Mary Renault is a renowned writer of both fictional and non-fictional accounts of ancient Greece who has been hailed as one of the greatest writers of historical novels ever to turn her attentions to the ancient world. No wonder that she has received such praise, for Renault combines a savvy writing style with a deep knowledge of the time period she writes about. The Persian Boy is one of three novels that she has authored concerning the life of Alexander the Great. This book is unique in that it tells the story of Alexander from the voice of Bagoas, a Persian eunuch (gelded male) who at the age of fifteen is given to Alexander as a peace offering. Bagoas was indeed a real person -- history will attest to that much -- and although it is difficult to know exactly what his relationship with Alexander was, it is pretty safe to assume that they were lovers.

Renault begins her story when Bagoas is captured by his father's enemies and taken to be sold as a slave-courtesan; such was common practice in ancient Persia as attractive young boys were as much an object of sexual desire among noblemen as women, and eunuchs would have their place in a king's harem along with the royal concubines. As this story is told by Bagoas in the first-person, the reader receives much insight into his life from the age of ten when he is castrated and sold into slavery up into his early adult years with Alexander. The story of Bagoas as the lover of the Persian king Darius -- to whom Bagoas is sold to originally -- continues for several chapters before Alexander is even introduced into plot as central character. Therefore, this book can be seen as both a fictional biography of a great king and the story of an equally great boy-courtesan. Renault is not only sympathetic to the plight of Bagoas, but is pragmatic and realistic in rendering his homosexuality and that of Alexander and his other patrons. Truly, from her research Renault has encountered male homosexuality in the ancient world as it really was and addresses it as such. She shows Bagoas and Alexander both as two young men who are desperately searching for love in their lives and her renderings of Bagoas as a gay adolescent are especially uncanny and realistic. In one chapter, Bagoas considers murdering Hephaistion, a general and lover of Alexander's out of jealousy. (Hephaistion is, like most of the main characters in the novel, a person who really existed and who was most likely also one of Alexander's lovers.)

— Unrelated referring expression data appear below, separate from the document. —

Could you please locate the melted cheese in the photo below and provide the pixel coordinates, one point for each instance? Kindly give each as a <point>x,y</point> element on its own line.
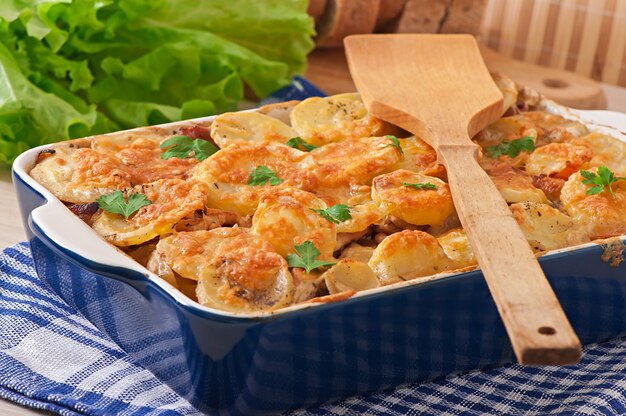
<point>415,206</point>
<point>602,214</point>
<point>249,126</point>
<point>235,269</point>
<point>141,156</point>
<point>326,120</point>
<point>227,173</point>
<point>172,200</point>
<point>545,228</point>
<point>81,175</point>
<point>607,151</point>
<point>353,161</point>
<point>349,274</point>
<point>408,255</point>
<point>285,217</point>
<point>457,247</point>
<point>514,185</point>
<point>558,159</point>
<point>419,157</point>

From a gay literary perspective, one thing I really admired in Renault's story was her ability to tell what is essentially a gay love story and show no bias nor judgment of the situation as even many other "gay-friendly" writers might. She simply tells things as they did in all likelihood occur and the fact that Alexander -- as the greatest leader of his time -- could be openly gay (or bisexual) while commanding his army is refreshing and truly indicative of how a different social setting can put homosexuality in another context. Renault, who wrote this novel in 1972, probably never considered it a "gay novel" at all but a piece of historical fiction where the primary characters happen to be gay. Her commitment to rendering the historical facts involved accurately is admirable, as is her ability to include no small amount of history in the story without ever making it dry or boring. It's very easy to find yourself liking both Bagoas and Alexander and identifying with their world and lives, despite how different these lives may seem from anything anyone of our own times might experience.

As I noted before, this is only one of three novels by Renault on Alexander's life, not to mention that she has also penned a non-fiction biography of him (The Nature of Alexander). The Persian Boy only chronicles seven years of Alexander's life, but includes more exposition on Bagoas. It is worth saying that while fiction, this book may be the only readily-available work on Bagoas, aside from some dusty volume you might be able to muster up in a university library. In fact, given the reluctance of most text-books to include homosexual material (and many high school history teachers to mention what the book excludes), this novel may be the only place where young readers will ever encounter Bagoas, which is a shame because history is shaped by those close to world leaders, no matter their sexuality or age. I would strongly recommend this book to anyone, but especially to someone who is already curious about Alexander the Great or his time.